The goal of this clinical trial is to evaluate the effectiveness of inspiratory Muscle Training (IMT) on both objective and subjective sleep parameters in patients with OSA.Methods: A prospective, randomized, controlled clinical trial will be conducted with patients diagnosed with OSA followed at Otavio de Freitas Hospital. Participants will be evaluated for excessive daytime sleepiness (Epworth Sleepiness Scale), sleep quality (Pittsburgh Sleep Quality Index), physical activity level (IPAQ), sleep latency, total sleep time, sleep efficiency, number of nocturnal awakenings, total time in bed, total wake time during sleep (Actigraphy), hypoxic burden during sleep (Nocturnal Oximetry), disease severity (Polysomnography), respiratory muscle strength (Manovacuometry), and respiratory muscle endurance (Powerbreathe K-series) before and after 4 weeks of training, as well as perceived change in health status after IMT (PGIC).Participants will be divided into two groups and will perform IMT for 4 weeks: the experimental group will perform IMT with a progressive weekly load (50%, 60%, 75% of MIP) adjusted using the Powerbreathe® Classic device, while the control group will use the device without load.

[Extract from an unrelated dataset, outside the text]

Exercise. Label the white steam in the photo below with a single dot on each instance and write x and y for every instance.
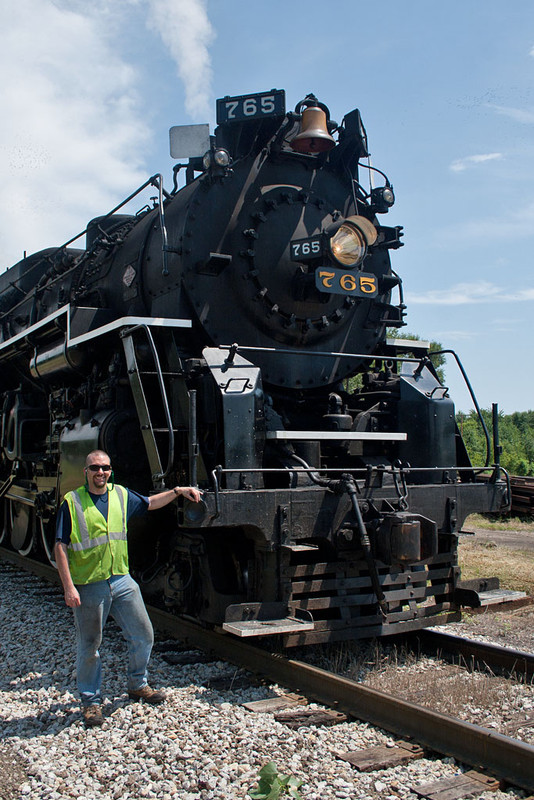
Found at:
(187, 33)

The participants will perform IMT at home under the guidance of the principal investigator.Statistical Analysis: Data will be analyzed using SPSS version 26.0 with descriptive and analytical statistical techniques. Normality will be assessed using the Shapiro-Wilk test. For intergroup and intragroup comparisons, two-way ANOVA will be used. Tukey's post-hoc test will be applied to compare pre- and post-intervention mean variances for each group. The level of significance adopted for all analyses will be 95% (p \< 0.05).Expected Results: It is expected that 4 weeks of IMT in patients with OSA will reduce excessive daytime sleepiness, sleep latency, number of awakenings, and hypoxic burden, as well as increase sleep efficiency and total sleep time, leading to improved sleep quality.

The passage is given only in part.